She passed by the remark, hardly hearing it. "But Mark--you say you can't tell yet what it is."

"Neither can I. But I can tell what it is not. I'll get you a little ointment to rub on it, and I make no doubt it will go away."

Caroline was doing her hair at the moment. She had the brush in one hand, the hair in the other; and she paused just as she was, looking fixedly at her husband.

"Mark, if you don't know what it is, perhaps somebody else would know. I wish you'd let me show it to a doctor."

Mark laughed. He really believed she must be getting nervous about it, and perhaps deemed it would be the best plan to treat it lightly. "A French doctor Why, Carine, they are not worth a rush."

"I have heard Uncle Richard say the contrary," she persisted. "That the French, as surgeons, are clever men."

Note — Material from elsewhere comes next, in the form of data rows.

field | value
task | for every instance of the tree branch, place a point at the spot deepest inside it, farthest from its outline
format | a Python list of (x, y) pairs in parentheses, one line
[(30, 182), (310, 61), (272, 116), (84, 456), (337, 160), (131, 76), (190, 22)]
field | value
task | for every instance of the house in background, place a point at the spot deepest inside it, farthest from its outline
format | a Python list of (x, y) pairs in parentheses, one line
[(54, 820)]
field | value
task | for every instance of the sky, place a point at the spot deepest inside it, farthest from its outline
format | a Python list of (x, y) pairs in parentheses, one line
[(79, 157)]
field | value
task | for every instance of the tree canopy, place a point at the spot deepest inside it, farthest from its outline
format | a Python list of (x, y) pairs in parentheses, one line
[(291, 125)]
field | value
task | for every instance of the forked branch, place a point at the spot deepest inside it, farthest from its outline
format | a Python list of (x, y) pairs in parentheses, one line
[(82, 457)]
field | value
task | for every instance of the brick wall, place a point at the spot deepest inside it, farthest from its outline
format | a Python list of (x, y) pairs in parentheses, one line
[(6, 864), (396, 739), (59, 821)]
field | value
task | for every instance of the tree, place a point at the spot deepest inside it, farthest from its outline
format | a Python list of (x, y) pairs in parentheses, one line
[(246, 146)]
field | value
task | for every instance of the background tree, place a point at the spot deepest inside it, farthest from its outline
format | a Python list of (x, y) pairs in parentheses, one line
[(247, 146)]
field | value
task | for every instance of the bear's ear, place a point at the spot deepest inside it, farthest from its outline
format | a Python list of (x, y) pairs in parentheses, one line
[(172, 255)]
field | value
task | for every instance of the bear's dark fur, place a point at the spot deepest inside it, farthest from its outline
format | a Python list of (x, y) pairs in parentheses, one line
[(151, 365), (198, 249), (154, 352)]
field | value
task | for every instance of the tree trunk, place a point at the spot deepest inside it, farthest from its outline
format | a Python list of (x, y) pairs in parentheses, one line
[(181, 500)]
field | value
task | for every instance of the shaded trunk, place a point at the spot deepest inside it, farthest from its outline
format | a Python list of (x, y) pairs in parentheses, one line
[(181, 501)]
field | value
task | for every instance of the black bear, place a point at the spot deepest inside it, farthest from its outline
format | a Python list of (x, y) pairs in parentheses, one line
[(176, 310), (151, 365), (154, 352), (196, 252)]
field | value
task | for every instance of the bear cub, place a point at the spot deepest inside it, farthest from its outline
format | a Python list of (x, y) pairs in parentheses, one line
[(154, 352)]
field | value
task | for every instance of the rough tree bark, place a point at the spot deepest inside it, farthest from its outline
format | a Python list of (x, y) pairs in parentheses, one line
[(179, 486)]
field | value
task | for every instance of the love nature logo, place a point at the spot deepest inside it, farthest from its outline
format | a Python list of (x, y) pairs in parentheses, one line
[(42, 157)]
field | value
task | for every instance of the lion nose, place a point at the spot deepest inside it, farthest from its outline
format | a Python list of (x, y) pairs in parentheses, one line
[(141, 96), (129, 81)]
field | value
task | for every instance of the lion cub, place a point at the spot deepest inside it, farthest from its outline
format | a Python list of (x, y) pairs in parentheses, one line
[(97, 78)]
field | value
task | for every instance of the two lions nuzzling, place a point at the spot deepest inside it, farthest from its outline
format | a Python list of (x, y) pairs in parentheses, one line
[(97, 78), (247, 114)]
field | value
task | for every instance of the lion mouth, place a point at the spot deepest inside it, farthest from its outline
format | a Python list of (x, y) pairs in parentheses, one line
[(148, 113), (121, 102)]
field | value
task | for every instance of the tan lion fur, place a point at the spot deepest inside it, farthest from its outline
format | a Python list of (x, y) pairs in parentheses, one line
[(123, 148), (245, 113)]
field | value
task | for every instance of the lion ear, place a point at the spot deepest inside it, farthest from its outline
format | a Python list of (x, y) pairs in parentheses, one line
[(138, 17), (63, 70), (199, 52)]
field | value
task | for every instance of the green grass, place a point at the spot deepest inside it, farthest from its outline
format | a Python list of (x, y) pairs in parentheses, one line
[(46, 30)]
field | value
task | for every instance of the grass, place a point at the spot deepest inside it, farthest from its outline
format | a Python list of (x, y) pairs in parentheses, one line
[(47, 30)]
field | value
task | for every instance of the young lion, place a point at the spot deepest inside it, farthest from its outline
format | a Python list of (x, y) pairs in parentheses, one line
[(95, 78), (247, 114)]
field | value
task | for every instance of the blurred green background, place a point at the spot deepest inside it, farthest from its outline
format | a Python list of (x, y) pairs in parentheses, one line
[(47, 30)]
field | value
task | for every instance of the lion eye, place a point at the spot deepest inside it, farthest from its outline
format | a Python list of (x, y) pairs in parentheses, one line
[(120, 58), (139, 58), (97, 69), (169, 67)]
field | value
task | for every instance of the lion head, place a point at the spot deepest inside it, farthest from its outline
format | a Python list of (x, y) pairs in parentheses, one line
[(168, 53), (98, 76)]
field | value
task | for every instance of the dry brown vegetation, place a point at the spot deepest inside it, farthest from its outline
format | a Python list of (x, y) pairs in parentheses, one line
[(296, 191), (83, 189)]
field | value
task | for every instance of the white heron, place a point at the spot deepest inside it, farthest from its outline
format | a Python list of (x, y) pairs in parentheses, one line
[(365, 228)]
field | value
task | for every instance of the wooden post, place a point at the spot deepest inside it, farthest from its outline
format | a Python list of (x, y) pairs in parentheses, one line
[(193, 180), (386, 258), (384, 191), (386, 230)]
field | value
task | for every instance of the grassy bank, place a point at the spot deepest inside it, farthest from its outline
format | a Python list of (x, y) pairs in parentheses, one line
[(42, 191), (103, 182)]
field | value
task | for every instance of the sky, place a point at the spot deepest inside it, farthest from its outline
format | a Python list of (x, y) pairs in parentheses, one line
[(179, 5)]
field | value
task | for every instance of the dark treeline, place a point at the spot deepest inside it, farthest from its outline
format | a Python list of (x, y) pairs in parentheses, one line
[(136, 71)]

"He meant with the knife, I suppose. Well, Caroline, you can let a Frenchman see the lump if it will afford you any satisfaction. You don't ask me what has kept me out all these hours!" rejoined Mark, changing the topic. "I have had a patient at last."

"Yes, I suppose that. He was very ill, perhaps, and you had to remain with him."

She spoke in the wearied, inert tone that seems to betray an entire absence of interest. When the spirit has been borne down with long-continued disappointment, this weariness becomes a sort of disease. It was very prejudicial now, in a physical point of view, to Caroline Cray.

Mark took out the note. "See how well he paid me!" he cried, holding it to her. "I wish such patients would come to the Cheval Blanc every day!"